The Principle of Consistency in Composite Wholes
Students of music are taught rules of composition, but there is really only one ruling principle in any creative activity: consistency. Consistency manifests as an assured and quasi-organic rhythm of unfoldment, a sustained process of formation or transformation.
      In the last chapter of his excellent book, The Tao of Physics, Fritjof Capra speaks of the recently formulated interpretation of what human beings perceive as matter, the "bootstrap" hypothesis of the Berkeley physicist Geoffrey Chew. According to this bootstrap philosophy, "the universe is seen as a dynamic web of interrelated events. None of the properties of any part of this web is fundamental; they all follow from the properties of the other parts and the overall consistency of their mutual interrelations determines the structure of the entire web." In other words, "nature cannot be reduced to fundamental entities, such as elementary particles or fundamental fields. It has to be understood entirely through its self-consistency."(1)
      While it is impossible to detail here how such a theory of reality can be related to the wholeness of musical space and the principle of the interpenetration of sonic vibrations within holistic resonances based on dissonant harmony, the implications of such a view necessarily affect all fields of human activity, music included.
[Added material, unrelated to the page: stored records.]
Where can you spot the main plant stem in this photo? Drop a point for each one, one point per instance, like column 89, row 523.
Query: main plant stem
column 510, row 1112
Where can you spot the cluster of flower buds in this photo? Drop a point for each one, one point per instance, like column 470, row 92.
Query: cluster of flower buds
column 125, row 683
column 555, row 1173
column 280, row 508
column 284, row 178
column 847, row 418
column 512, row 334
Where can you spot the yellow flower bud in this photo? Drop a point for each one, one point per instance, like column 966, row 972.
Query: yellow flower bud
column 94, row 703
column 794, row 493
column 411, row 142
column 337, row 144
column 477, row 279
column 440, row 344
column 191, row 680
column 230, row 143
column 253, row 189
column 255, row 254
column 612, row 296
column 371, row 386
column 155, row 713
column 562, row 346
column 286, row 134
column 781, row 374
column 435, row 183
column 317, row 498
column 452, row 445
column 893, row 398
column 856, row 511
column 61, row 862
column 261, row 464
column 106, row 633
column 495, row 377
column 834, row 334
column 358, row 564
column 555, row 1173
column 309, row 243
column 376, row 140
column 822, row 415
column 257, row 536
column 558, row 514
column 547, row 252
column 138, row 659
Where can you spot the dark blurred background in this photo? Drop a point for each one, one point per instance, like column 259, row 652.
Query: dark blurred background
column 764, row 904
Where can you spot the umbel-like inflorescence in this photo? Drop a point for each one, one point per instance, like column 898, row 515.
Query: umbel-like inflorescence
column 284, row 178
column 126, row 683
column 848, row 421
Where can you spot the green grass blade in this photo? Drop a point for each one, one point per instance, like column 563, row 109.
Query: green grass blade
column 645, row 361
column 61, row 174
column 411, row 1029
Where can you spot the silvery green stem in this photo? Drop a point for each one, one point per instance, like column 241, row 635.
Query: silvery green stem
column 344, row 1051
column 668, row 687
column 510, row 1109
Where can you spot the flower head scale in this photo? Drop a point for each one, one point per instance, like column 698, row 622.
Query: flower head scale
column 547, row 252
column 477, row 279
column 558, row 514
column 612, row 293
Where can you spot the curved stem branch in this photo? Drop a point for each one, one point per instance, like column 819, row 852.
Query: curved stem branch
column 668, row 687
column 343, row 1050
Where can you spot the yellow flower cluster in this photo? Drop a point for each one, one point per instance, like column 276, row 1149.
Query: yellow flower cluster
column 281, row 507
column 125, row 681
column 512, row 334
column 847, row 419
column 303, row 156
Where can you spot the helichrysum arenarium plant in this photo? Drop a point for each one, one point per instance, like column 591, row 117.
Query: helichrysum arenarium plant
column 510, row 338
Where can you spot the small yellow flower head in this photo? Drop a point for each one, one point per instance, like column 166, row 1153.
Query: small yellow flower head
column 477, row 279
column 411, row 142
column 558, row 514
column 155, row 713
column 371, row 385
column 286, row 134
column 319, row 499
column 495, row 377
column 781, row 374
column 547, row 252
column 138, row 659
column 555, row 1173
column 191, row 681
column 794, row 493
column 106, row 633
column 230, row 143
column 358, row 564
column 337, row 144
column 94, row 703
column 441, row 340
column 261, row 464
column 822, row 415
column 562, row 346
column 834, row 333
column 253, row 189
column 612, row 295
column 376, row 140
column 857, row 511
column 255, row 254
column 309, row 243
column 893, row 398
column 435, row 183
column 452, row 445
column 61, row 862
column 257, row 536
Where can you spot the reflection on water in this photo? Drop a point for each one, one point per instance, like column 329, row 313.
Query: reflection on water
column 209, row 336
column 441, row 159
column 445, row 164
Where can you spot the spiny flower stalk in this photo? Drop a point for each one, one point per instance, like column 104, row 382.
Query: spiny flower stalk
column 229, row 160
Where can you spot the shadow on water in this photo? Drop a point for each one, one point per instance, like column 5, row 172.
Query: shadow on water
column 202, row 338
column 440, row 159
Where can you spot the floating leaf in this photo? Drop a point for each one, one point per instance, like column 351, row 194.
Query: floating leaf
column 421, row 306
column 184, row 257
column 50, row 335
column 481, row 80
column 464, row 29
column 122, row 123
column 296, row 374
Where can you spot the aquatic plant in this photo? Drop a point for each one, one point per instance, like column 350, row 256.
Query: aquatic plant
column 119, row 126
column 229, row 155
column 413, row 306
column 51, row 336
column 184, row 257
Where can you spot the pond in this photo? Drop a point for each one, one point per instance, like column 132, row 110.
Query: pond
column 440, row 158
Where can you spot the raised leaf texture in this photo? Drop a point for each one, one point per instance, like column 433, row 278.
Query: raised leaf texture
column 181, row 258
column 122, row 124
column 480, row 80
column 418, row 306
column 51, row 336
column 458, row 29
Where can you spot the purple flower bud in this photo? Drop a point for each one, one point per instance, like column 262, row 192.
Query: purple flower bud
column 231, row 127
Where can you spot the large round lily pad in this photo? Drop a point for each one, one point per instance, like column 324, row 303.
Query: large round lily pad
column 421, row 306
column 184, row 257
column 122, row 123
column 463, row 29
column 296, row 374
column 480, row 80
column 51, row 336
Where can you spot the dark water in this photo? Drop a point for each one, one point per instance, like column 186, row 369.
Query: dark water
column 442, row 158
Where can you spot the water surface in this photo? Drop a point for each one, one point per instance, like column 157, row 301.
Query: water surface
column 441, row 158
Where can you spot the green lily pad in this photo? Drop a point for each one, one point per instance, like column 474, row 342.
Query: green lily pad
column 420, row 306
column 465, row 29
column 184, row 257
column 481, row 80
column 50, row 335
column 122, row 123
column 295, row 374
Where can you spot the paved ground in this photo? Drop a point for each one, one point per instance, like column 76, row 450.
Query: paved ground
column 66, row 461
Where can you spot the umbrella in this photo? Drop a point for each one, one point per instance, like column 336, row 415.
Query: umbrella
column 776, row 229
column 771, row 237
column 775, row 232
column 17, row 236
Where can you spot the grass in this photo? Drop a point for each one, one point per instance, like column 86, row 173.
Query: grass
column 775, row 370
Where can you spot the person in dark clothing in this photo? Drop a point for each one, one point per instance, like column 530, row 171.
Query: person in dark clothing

Capra mentions Joseph Needham's study of the essential concepts of the Taoist philosophy in China and quotes him as saying that "the harmonic cooperation of all beings arose, not from the orders of a superior authority external to themselves, but from the fact that they were all parts of a hierarchy of wholes forming a cosmic pattern, and what they obeyed were the internal dictates of their own nature [italics mine] . . . The Chinese did not even have a word corresponding to the classical Western idea of a law of nature."(2) Capra further states that in the most recently developed kind of physics "self-consistency is the essence of all laws of nature" and that "in a universe which is an inseparable whole and where all forms are fluid and ever-changing there is no room for any fixed fundamental entity."
      This "fluid and ever-changing" world is the world of music — music freed from the intellectual and formalistic constraints of the classical theory of tonality which, significantly, became set during the century in which the concepts of Newton and Descartes crystallized the modern scientific attitude — at least until Einstein, Dirac, and Heisenberg. The solid atoms which for Newtonian physics constituted the foundation of matter — and the indestructible monads Leibnitz postulated during the same period — correspond in their abstractness to the precise musical notes of classical European music moving according to definite rules within the rigidly defined yet essentially empty space of a musical score. The score features musical staves with set lines establishing equally set intervals; equally unyielding bars establish strong and weak beats dominated by the metronomic time of simple rhythms. Even the melodies have to last a set number of bars.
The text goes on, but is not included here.